A while back, I made a big stink about what appeared to be the presence of illegal load-load reorderings in Intel’s IA32 memory model. They specifically claim this is impossible in their documentation. Well, last week I was chatting with a colleague, Sebastian Burckhardt, about this disturbing fact. And it turned out he had recently written a paper that formalizes the CLR 2.0 memory model, and in fact treats this phenomenon with a great deal of rigor:
Verifying Compiler Transformations for Concurrent Programs http://research.microsoft.com/pubs/76524/tr-2008-171-latest-03-11-09.pdf
To jog your memory, the problematic example is
X = 1;
r0 = X;
r1 = Y;
where both X and Y are shared memory locations, and r0 and r1 are processor registers. According to Intel’s IA32 memory model, two loads to different locations cannot reorder. But it is completely possible for the load of X to be satisfied out of the store buffer, and for r1=Y to pass the store (thereby also passing the load r0=X). This is a standard Dekker reordering, but the usual example consists of just { X = 1; r1 = Y }.
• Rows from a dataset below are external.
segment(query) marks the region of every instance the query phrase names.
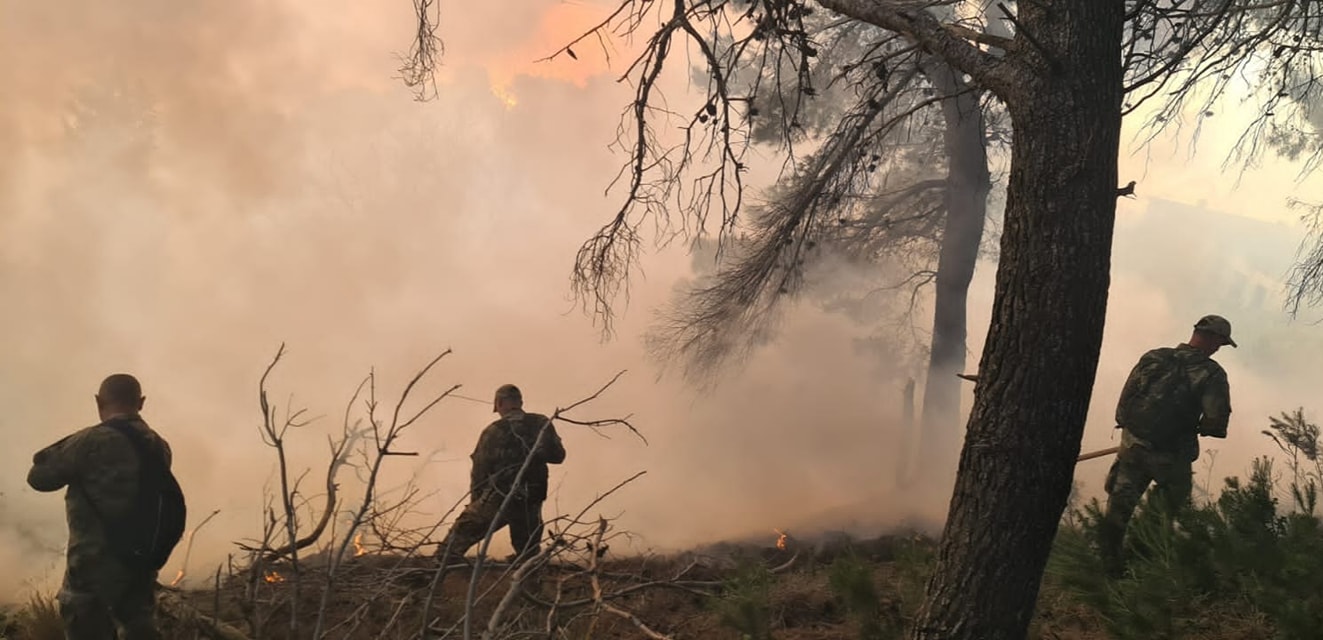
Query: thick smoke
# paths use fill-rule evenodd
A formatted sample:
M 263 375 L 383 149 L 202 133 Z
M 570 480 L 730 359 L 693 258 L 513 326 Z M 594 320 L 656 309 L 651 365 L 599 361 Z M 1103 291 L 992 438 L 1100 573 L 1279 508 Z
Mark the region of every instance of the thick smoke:
M 491 419 L 483 401 L 497 385 L 519 383 L 531 409 L 549 413 L 620 369 L 630 373 L 582 415 L 632 414 L 650 444 L 566 426 L 569 459 L 553 472 L 548 510 L 577 509 L 646 469 L 602 508 L 640 534 L 640 547 L 945 514 L 942 492 L 893 488 L 900 394 L 880 382 L 888 364 L 852 342 L 868 328 L 799 308 L 775 345 L 696 395 L 656 380 L 638 339 L 672 284 L 692 275 L 683 253 L 644 260 L 615 341 L 602 344 L 574 312 L 574 250 L 618 205 L 619 193 L 602 189 L 623 161 L 607 144 L 630 90 L 614 82 L 618 65 L 532 61 L 590 24 L 587 9 L 447 5 L 441 95 L 427 104 L 392 79 L 390 54 L 410 37 L 407 3 L 11 3 L 4 12 L 0 600 L 58 577 L 62 502 L 22 475 L 33 451 L 95 420 L 95 385 L 112 372 L 143 381 L 146 417 L 171 440 L 193 524 L 220 510 L 198 534 L 192 573 L 258 534 L 275 480 L 257 389 L 282 341 L 273 399 L 321 417 L 290 439 L 295 468 L 311 468 L 308 487 L 320 483 L 324 434 L 339 428 L 364 374 L 376 368 L 389 406 L 417 368 L 454 348 L 427 390 L 463 383 L 479 402 L 443 402 L 417 424 L 401 448 L 419 458 L 392 460 L 385 483 L 415 475 L 437 514 L 466 489 L 467 456 Z M 979 278 L 975 354 L 991 268 Z M 1224 450 L 1263 444 L 1258 415 L 1307 402 L 1301 394 L 1318 380 L 1303 350 L 1275 369 L 1244 369 L 1245 356 L 1263 344 L 1259 332 L 1295 340 L 1301 329 L 1205 308 L 1216 298 L 1172 304 L 1148 280 L 1117 279 L 1085 448 L 1107 444 L 1101 424 L 1140 349 L 1183 339 L 1213 311 L 1245 336 L 1222 357 L 1236 420 L 1245 419 Z M 1244 467 L 1226 458 L 1226 472 Z M 1090 464 L 1086 481 L 1106 468 Z M 345 508 L 356 491 L 351 475 Z

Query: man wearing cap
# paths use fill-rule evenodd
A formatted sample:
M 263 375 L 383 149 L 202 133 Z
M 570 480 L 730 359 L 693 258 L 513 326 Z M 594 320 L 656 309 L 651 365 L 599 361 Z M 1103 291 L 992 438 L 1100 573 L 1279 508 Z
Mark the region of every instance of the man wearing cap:
M 108 424 L 127 420 L 171 464 L 171 448 L 147 426 L 138 378 L 116 373 L 97 390 L 101 423 L 66 436 L 32 458 L 28 485 L 41 492 L 65 489 L 69 545 L 60 618 L 69 640 L 102 640 L 118 628 L 126 640 L 157 640 L 156 571 L 126 565 L 115 553 L 105 514 L 131 509 L 139 460 L 131 440 Z
M 471 456 L 468 505 L 437 547 L 439 562 L 462 558 L 487 537 L 493 522 L 496 529 L 509 526 L 513 558 L 529 558 L 541 550 L 546 465 L 565 461 L 565 447 L 550 418 L 524 413 L 524 395 L 515 385 L 496 389 L 492 411 L 500 418 L 478 438 Z M 528 468 L 520 477 L 525 460 Z
M 1103 485 L 1107 510 L 1099 530 L 1102 559 L 1113 575 L 1122 570 L 1126 526 L 1148 485 L 1155 505 L 1174 514 L 1189 502 L 1199 436 L 1226 438 L 1230 387 L 1212 358 L 1222 345 L 1236 346 L 1232 324 L 1204 316 L 1188 342 L 1144 353 L 1121 390 L 1121 450 Z

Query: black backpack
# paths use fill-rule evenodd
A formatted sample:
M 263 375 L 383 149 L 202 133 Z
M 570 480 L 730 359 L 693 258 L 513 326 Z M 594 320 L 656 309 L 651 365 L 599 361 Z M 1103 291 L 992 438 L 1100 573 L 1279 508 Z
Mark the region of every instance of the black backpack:
M 159 571 L 184 537 L 188 518 L 184 492 L 165 465 L 165 458 L 130 420 L 111 419 L 103 426 L 128 438 L 138 452 L 138 493 L 132 506 L 118 518 L 101 517 L 111 549 L 134 570 Z
M 1205 356 L 1183 353 L 1177 349 L 1155 349 L 1147 358 L 1143 376 L 1147 382 L 1142 394 L 1148 399 L 1135 406 L 1126 417 L 1127 428 L 1158 450 L 1167 451 L 1183 440 L 1196 438 L 1200 398 L 1189 378 L 1189 366 Z

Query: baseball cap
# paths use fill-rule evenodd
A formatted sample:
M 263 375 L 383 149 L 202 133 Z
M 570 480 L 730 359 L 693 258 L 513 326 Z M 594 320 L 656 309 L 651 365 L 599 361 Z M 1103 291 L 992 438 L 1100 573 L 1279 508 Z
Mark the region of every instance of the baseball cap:
M 1236 346 L 1236 341 L 1232 340 L 1232 323 L 1222 316 L 1208 315 L 1200 317 L 1199 321 L 1195 323 L 1195 331 L 1207 331 L 1215 336 L 1221 336 L 1226 344 Z

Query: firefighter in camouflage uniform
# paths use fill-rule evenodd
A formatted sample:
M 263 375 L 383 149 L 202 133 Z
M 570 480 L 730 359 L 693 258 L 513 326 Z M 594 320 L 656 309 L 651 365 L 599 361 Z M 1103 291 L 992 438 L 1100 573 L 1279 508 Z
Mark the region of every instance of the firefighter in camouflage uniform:
M 97 393 L 102 424 L 127 419 L 169 464 L 169 444 L 139 417 L 142 386 L 128 374 L 107 377 Z M 111 549 L 102 514 L 130 509 L 138 487 L 132 444 L 102 424 L 87 427 L 38 451 L 28 485 L 65 491 L 69 546 L 60 588 L 60 616 L 69 640 L 157 640 L 156 571 L 135 570 Z
M 548 464 L 565 461 L 565 447 L 550 418 L 524 413 L 523 393 L 515 385 L 496 390 L 492 411 L 500 414 L 483 430 L 472 454 L 468 505 L 437 549 L 439 562 L 462 558 L 482 542 L 488 528 L 509 526 L 513 558 L 541 550 L 542 501 L 546 500 Z M 515 480 L 528 460 L 524 476 Z M 507 502 L 505 497 L 513 493 Z M 505 510 L 501 512 L 501 504 Z
M 1204 316 L 1188 342 L 1144 353 L 1122 387 L 1121 450 L 1103 485 L 1107 509 L 1099 532 L 1102 559 L 1113 575 L 1122 571 L 1126 526 L 1148 485 L 1150 501 L 1175 514 L 1191 500 L 1199 436 L 1226 438 L 1230 387 L 1212 358 L 1222 345 L 1236 346 L 1230 323 Z

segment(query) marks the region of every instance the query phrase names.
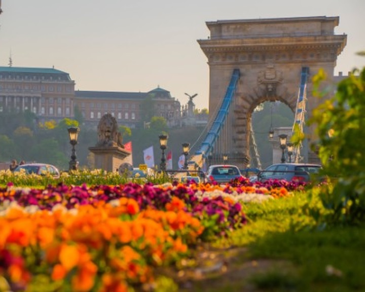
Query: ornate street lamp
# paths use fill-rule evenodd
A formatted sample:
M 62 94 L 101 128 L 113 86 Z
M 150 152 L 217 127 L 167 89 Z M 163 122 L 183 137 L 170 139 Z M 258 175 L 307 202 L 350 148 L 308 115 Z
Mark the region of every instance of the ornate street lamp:
M 270 104 L 270 114 L 271 114 L 271 122 L 270 122 L 270 128 L 269 130 L 269 139 L 270 140 L 274 138 L 274 128 L 272 127 L 272 108 L 273 108 L 273 102 L 271 102 L 271 104 Z
M 269 131 L 269 139 L 272 139 L 274 138 L 274 129 L 270 128 L 270 131 Z
M 161 134 L 159 136 L 160 139 L 160 148 L 162 152 L 161 163 L 160 163 L 160 169 L 161 171 L 166 171 L 166 158 L 165 157 L 165 150 L 167 148 L 167 135 Z
M 225 164 L 227 164 L 227 162 L 228 161 L 228 155 L 223 154 L 223 162 Z
M 80 132 L 80 128 L 76 127 L 71 127 L 67 129 L 68 136 L 70 139 L 70 144 L 72 145 L 72 154 L 71 154 L 71 160 L 68 163 L 68 170 L 76 170 L 78 169 L 78 165 L 76 160 L 76 151 L 75 147 L 77 144 L 77 139 Z
M 291 155 L 293 155 L 293 143 L 288 143 L 286 144 L 288 152 L 288 160 L 289 163 L 291 163 Z
M 185 157 L 185 162 L 184 162 L 184 169 L 188 169 L 188 156 L 189 155 L 189 148 L 190 147 L 190 143 L 186 142 L 182 143 L 182 154 Z
M 211 154 L 209 154 L 209 155 L 208 155 L 208 162 L 209 163 L 209 166 L 210 166 L 210 165 L 211 165 L 211 161 L 212 161 L 212 159 L 213 159 L 213 155 L 212 155 Z
M 285 148 L 286 147 L 286 137 L 287 137 L 287 135 L 285 135 L 285 134 L 281 134 L 281 135 L 279 135 L 279 138 L 280 138 L 280 148 L 281 148 L 281 163 L 284 163 L 285 162 L 285 152 L 284 150 Z

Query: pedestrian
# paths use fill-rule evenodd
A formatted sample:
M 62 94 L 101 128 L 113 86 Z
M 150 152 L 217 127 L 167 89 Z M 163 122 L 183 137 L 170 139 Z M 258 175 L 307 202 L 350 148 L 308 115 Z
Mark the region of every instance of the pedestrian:
M 15 159 L 13 159 L 11 161 L 10 165 L 9 166 L 9 169 L 10 169 L 11 171 L 14 171 L 14 169 L 15 169 L 17 166 L 18 163 L 17 163 L 17 161 Z

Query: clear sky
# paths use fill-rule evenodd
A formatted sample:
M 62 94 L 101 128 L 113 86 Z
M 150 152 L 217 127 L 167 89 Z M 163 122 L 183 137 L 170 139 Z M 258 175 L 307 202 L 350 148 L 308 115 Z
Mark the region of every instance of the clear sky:
M 197 40 L 205 22 L 339 16 L 347 34 L 335 72 L 365 66 L 364 0 L 2 0 L 0 65 L 52 67 L 80 90 L 147 92 L 159 86 L 208 107 L 209 68 Z

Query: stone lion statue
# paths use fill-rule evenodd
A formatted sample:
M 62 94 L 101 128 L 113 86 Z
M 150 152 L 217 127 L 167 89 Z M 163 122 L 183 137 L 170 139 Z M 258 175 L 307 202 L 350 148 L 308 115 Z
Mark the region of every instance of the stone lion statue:
M 97 147 L 115 147 L 124 148 L 122 134 L 118 131 L 118 124 L 115 118 L 110 114 L 105 114 L 99 121 L 97 127 Z

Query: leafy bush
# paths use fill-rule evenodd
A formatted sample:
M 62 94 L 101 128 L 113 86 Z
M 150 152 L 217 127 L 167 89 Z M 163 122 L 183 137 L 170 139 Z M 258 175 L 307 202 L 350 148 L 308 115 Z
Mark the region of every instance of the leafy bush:
M 325 77 L 320 71 L 313 78 L 315 91 Z M 325 173 L 336 177 L 321 190 L 323 205 L 333 211 L 328 221 L 361 222 L 365 218 L 365 68 L 342 80 L 334 96 L 313 111 L 310 124 L 317 126 Z

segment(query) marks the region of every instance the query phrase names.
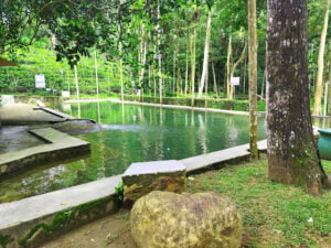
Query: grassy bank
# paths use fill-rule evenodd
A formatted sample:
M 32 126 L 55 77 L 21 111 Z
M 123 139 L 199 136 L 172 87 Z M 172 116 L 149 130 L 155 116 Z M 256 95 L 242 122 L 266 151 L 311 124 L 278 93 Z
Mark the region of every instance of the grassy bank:
M 331 173 L 331 162 L 323 165 Z M 266 160 L 227 166 L 194 176 L 189 191 L 217 192 L 237 204 L 244 247 L 331 247 L 331 192 L 317 198 L 303 188 L 269 182 L 266 172 Z

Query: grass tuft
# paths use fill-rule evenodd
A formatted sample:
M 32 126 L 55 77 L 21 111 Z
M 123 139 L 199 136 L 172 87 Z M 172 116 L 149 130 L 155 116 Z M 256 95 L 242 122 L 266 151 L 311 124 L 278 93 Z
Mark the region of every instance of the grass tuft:
M 331 162 L 322 163 L 331 173 Z M 189 191 L 217 192 L 237 204 L 244 247 L 331 247 L 331 191 L 314 197 L 302 187 L 273 183 L 266 175 L 266 160 L 229 165 L 196 175 Z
The key to modeling this is to turn an adjacent store-load affecting the same location into a single instruction. Therefore, the above becomes something like:
r0 = 1;
X = r0;
r1 = Y;
Now it becomes entirely clear what has gone wrong. I have yet to see a clear description of this phenomenon, but Sebastian’s paper does a great job.
During the discussion, Sebastian showed me another disturbing four processor example:
P0 P1 P2 P3
== == == ==
X = 1; r0 = X; Y = 1; s0 = X;
r1 = Y; s1 = Y;
Is it possible, after all four processors complete, that { r0 == 1, r1 == 0 } and { s0 == 0, s1 == 1 }? This seems ridiculous, given a memory model where loads cannot reorder. It seems that no serializable execution should lead to this. But let’s look at one problematic interleaving. First, we merge the instruction stream on P0 with P1, and also P2 with P3. This effect could occur if these writes are in functions that end up running on the same processor, or running on a machine that shares functional units (like hyperthreading), hierarchies that share a cache, and so on. We end up with:
P0/P1 P2/P3
===== =====
X = 1 Y = 1;
r0 = X; s0 = X;
r1 = Y; s1 = Y;
Now let’s permute these with the new rule introduced above in mind:
P0/P1 P2/P3
===== =====
r0 = 1; s0 = X;
r1 = Y; s1 = 1;
X = r0; Y = s1;
At this point, it should be obvious what the problematic reordering would be. Let’s continue merging these into a single execution order:
P0/P1/P2/P3
===========
r0 = 1; // #1
r1 = Y; // #0
s0 = X; // #0
s1 = 1; // #1
X = r0; // #1
Y = r1; // #1
The outcome? { r0 == 1, r1 == 0 } and { s0 == 0, s1 == 1 }. Whoops.
I have yet to observe this happening in practice, but models that permit store buffer forwarding are fundamentally vulnerable to this reordering. The solution here is the same as with Dekker. Marking the volatiles is insufficient: you need to insert full memory fences between the store-load adjacent pairs.